The belief maps are then normalized by using a sigmoid.
Spatial dropout is used before upsampling to further regularize the network.

A training example: {I, {bj(x,y)}. I is the input image, bj(x,y) is the ground-truth 2D belief map for joint j and contains the per-pixel likelihood of joint j for each pixel (x,y) in image I of width w and height h.
As we are mainly interested in learning the appearances of different body joints (1’s) and not background (0's), an error function with an inherent property of focusing on target values 1’s only is used.
The binary cross entropy between the ground-truth and predicted belief maps for k joints in each training image I is minimized:

The warp on the right first shifts the perturbed center of person (xp+tx,yp+ty) to the upper left corner of the image, produces the effect of applying a random translation.
The middle warp then applies random scaling s, rotation(cosθ, sinθ) and reflection r.
The left warp then shifts back the warped person to the center (cx,cy) of the cropped image.
Scaling ∈ {0.5,1.5}, translation ∈ {-20,20}, rotation ∈{-20°,20°} and horizontal flipping with probability 0:5 for data augmentation are used.
Some warped joints may be outside of the image boundary, only the warps for which all warped joints end up inside the image boundary are selected.

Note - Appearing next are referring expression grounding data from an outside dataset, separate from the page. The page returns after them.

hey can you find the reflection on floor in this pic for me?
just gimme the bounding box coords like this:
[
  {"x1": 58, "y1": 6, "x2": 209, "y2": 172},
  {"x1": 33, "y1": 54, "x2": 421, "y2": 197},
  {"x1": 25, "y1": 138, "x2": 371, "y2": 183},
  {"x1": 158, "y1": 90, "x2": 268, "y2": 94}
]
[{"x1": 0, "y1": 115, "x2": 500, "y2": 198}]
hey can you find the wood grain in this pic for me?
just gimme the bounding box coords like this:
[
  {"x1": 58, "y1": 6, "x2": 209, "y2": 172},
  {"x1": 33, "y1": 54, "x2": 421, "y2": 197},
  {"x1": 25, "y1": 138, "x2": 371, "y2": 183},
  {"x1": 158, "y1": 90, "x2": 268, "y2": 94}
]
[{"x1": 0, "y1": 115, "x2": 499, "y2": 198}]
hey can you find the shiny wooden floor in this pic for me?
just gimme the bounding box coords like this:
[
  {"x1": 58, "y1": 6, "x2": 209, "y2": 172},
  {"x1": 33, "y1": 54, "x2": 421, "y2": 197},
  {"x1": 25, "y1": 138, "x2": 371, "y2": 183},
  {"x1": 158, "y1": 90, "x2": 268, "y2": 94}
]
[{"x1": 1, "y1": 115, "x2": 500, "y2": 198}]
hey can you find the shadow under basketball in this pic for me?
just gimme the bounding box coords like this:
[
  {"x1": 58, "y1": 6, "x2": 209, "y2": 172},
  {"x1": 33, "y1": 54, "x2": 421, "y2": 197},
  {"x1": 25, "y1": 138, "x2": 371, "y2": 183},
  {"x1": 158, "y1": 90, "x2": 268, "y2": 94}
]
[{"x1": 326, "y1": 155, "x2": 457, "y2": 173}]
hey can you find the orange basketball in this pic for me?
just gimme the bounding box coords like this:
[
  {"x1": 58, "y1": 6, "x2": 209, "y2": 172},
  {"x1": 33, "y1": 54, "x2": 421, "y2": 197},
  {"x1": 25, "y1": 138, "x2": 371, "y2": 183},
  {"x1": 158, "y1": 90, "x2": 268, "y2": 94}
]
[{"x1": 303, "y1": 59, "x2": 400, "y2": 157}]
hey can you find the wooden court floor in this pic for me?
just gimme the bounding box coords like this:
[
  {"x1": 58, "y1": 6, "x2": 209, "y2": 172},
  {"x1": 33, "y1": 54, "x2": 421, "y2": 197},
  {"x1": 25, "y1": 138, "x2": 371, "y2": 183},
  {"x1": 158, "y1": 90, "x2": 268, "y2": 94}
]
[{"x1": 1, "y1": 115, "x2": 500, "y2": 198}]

All training and test images are normalized to the same scale by re-normalizing the height of the detected torso in each image with 200 pixels.
Using scale information improves the performance especially for wrists from 89.66 to 94.88.
FCGN outperforms Tompson CVPR’15 [28] and DeepPose [29].
The result is close to CPM [30], but FCGN has the advantages of not using any background model and implicit spatial dependencies, low memory footprint of 3GB, and could be run on a moderate-range GPU, in contrast to their model that has a high memory footprint of 6GB.
If limited augmentation is used with the reduced ranges for Scaling ∈ {0.7,1.3}, translation ∈ {-5,5}, rotation ∈{-5°,5°}, performance drops from 96.06 to 92.37 for elbows and from 89.66 to 81.89 for wrists.
If exponential learning rate decay is not used, performance drops from 96.06 to 94.53 for elbows and from 89.66 to 86.51 for wrists.

The LSP dataset consists of 1’000 training and 1’000 test images.
The extended LSP dataset consists of an additional 10’000 training images, thus providing 11’000 training images from both LSP and extended LSP.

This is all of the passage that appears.